Application security is paramount, especially when handling user input.

  1. Input Validation and Sanitization: Never trust user input. Before sending it to the API, sanitize it to remove any potentially malicious code or "prompt injection" instructions. Also limit their size to prevent abuse.

    def sanitize_input(user_input: str) -> str:
    # Simple example: remove code delimiters and limit length.
    # More robust libraries can be used for advanced sanitization.
    cleaned = user_input.replace("`", "").replace("'", "").replace("\"", "")
    return cleaned[:2000] # Limits the size to 2000 characters
  2. Robust Error Handling: Always wrap your API calls in try...except blocks to handle network errors, API errors (e.g., 429 Rate Limit, 500 Internal Server Error), and provide a degraded but functional user experience.
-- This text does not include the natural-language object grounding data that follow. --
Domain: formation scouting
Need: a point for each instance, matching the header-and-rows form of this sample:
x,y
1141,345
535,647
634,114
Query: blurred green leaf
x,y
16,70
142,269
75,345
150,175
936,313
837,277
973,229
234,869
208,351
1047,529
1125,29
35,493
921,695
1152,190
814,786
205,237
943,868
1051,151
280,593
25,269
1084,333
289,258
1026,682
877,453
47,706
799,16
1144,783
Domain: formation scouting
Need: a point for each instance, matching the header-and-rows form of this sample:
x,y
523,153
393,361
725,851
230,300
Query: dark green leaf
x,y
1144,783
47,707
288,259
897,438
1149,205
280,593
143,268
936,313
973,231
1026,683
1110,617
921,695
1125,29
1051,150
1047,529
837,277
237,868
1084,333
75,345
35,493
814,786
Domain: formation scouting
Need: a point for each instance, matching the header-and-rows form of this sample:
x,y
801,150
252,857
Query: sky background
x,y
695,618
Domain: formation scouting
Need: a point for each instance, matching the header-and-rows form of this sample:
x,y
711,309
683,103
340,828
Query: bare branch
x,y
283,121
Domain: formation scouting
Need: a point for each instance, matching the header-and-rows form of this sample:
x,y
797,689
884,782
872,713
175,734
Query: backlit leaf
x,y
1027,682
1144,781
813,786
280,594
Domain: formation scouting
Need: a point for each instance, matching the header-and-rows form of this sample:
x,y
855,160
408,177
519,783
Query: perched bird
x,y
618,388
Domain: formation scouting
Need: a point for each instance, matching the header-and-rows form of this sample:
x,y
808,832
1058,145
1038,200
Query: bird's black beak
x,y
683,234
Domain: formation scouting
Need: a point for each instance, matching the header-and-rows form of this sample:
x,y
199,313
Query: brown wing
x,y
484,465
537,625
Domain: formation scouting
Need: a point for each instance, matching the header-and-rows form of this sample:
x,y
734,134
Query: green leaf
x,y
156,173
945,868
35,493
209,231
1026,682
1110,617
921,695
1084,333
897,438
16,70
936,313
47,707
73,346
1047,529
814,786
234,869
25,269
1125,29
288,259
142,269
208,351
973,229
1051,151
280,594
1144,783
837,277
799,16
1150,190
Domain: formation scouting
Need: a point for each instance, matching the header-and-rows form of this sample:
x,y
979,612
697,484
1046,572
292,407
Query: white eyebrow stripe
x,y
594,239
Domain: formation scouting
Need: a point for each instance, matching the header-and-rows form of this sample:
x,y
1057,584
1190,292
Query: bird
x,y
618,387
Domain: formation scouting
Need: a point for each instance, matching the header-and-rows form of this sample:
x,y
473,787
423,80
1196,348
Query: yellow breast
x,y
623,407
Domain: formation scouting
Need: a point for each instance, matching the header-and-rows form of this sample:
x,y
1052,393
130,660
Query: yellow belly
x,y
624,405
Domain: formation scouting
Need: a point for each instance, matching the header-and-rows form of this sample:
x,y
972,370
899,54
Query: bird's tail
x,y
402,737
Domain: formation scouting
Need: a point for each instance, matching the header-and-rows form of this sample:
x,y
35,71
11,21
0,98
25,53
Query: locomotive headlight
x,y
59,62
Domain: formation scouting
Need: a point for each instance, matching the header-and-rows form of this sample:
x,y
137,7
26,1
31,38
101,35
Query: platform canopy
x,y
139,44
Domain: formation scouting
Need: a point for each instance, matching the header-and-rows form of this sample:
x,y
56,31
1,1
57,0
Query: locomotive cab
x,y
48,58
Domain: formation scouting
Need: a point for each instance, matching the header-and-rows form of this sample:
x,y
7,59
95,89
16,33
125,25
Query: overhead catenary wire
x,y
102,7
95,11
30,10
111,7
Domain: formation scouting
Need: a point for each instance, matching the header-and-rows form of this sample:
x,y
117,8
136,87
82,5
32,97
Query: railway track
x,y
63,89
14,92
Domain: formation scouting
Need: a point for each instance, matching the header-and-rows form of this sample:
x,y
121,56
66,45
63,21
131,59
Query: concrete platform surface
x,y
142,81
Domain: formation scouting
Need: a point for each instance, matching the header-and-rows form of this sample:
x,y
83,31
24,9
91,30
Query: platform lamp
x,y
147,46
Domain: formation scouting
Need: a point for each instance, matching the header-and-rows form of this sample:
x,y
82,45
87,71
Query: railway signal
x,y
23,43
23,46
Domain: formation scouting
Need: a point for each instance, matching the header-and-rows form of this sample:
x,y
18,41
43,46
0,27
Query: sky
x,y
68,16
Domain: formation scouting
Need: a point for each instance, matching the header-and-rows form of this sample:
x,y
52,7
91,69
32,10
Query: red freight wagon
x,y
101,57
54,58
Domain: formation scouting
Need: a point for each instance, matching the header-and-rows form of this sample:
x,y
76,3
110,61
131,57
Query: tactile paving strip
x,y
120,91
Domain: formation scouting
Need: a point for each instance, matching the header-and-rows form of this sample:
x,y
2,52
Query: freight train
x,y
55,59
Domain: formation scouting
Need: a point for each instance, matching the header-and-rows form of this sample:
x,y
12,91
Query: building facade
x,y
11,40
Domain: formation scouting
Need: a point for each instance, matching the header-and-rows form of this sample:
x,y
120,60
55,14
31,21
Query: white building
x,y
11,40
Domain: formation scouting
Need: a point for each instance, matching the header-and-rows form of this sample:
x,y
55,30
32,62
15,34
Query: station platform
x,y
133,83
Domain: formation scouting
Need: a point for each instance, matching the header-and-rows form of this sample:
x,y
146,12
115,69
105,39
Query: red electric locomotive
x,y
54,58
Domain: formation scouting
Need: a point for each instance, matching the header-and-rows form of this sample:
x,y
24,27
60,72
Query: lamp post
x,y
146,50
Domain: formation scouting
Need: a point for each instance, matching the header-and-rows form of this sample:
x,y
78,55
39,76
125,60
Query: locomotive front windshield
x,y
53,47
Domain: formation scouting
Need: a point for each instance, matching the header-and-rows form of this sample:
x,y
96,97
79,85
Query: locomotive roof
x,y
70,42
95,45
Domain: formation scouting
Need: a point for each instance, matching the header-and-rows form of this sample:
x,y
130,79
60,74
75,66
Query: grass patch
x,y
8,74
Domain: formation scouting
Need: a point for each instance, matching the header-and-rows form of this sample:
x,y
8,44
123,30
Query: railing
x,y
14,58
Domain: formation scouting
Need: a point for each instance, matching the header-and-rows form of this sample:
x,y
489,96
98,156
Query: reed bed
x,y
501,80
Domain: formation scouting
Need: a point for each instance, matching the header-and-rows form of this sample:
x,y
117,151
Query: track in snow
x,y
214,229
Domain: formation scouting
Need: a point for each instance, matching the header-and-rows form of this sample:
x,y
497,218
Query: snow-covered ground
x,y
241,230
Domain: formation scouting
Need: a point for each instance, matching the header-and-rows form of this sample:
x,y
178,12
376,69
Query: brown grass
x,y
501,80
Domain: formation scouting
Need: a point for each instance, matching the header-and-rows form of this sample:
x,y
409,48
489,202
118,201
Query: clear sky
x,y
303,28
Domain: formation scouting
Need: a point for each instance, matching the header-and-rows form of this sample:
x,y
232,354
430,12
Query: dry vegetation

    from openai import APIError, APITimeoutError

    try:
    response = client.chat.completions.create(...)
    except APITimeoutError:
    # Handle the case where the request takes too long
    return "Le service prend plus de temps que prévu, veuillez réessayer."
    except APIError as e:
    # Handle specific API errors
    logger.error(f"Erreur API LLMaaS: {e.status_code} - {e.message}")
    return "Désolé, une erreur est survenue avec le service d'IA."
    except Exception as e:
    # Handle all other errors (network, etc.)
    logger.error(f"Une erreur inattendue est survenue: {e}")
    return "Désolé, une erreur inattendue est survenue."